Presbyterians Pro-Life NEWS
Spring/Summer 2004
Posted October, 2004

Population problem: Explosion or Implosion?

Population control advocates within the Christian Church face at least two challenges. One is the challenge of accuracy and the implications of information on population. The other is the challenge of how much support there is from Scripture for efforts to deplete population to save the environment.

Overture aims for disaster; population already in decline

Overture 04-48 from Baltimore Presbytery wants the PC(USA) to urge a worldwide goal of fewer births than deaths by 2030. Even without consideration of biblical teaching, the overture aims for disaster.
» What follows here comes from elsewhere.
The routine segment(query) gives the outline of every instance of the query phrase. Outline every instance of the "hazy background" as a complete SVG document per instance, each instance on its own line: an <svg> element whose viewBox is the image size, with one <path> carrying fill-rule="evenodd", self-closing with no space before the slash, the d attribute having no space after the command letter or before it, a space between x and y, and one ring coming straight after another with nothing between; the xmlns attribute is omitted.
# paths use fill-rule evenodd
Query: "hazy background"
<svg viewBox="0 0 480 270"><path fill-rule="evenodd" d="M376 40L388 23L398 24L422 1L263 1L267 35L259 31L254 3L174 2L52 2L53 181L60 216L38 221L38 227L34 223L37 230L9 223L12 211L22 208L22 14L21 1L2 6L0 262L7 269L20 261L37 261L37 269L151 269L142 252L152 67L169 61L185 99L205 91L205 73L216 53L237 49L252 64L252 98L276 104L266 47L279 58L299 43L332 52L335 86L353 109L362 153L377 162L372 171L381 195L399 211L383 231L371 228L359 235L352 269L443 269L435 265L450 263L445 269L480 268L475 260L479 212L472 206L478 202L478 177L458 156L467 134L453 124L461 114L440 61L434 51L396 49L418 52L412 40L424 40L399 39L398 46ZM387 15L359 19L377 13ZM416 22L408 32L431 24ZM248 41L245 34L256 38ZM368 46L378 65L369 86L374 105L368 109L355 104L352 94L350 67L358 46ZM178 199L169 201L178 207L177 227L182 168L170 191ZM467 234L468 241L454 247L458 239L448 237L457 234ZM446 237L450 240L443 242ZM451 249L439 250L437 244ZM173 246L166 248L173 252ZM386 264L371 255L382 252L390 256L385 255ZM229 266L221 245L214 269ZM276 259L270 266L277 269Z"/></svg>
Population decline is already on a course that will yield a dramatic rise in the median age of the world’s populations. The U.S. Census Bureau reported in March of this year that the fertility level for the world as a whole will drop below replacement level before the year 2050. In the 1990s women worldwide were giving birth to 3.3 children over their lifetimes. By 2002 the average was 2.6, only a little more than required to replace a population.

"The fastest growing age group of Americans is those over age 85"

A dramatically aging population worldwide

The implications of the reduction in fertility rates means not only a dramatic reduction in population. The U.N. Population Division projects a drop from 6.3 billion worldwide to 2.3 billion by 2300 but also a dramatically aging population. Nicolas Eberstadt, in a Congressional briefing, pointed out that the median age of the world’s population was roughly 20 years old until the year 1900. By 1995 the median age had reached 25 years. By the year 2050 the median age is projected to be over 42 years, and much higher in some countries. Even today there is a population boom among the elderly. The fastest growing age group of Americans is those over age 85.

Economic and social implications of population decline

In some parts of the world, aging populations are already of notable concern. Eberstadt reports world fertility levels down by nearly half since the early 1950s. Europe, Japan, and China are at subreplacement levels. The economic implications are fairly obvious. Along with severe declines in child populations and growing elderly populations, there comes a decline in industry and productivity, a drop in the number of tax-payers, and significantly fewer workers to support the costs of an increasingly gray population.

So, the reality is that population decline has negative implications for world stability, not only economically but also in terms of family life. The church ought to give serious consideration to the negative effects of encouraging further population decline.

Christian faith likes people and is not adverse to population growth

Scripture’s overwhelming message is the value of human beings to God. People are intended by God to be both blessings and resources. When God gives the blessing of children, he adds the blessing of "crops and flocks" (Deut. 7:13). Any theological discussion of population and resources ought to stem both from our concern for stewardship and from our understanding of God’s sovereignty over the whole of his creation.

The premises on which the Baltimore overture are based should be subjected to careful scrutiny. The assertion that we are headed toward an overpopulation disaster is simply not supported by the evidence.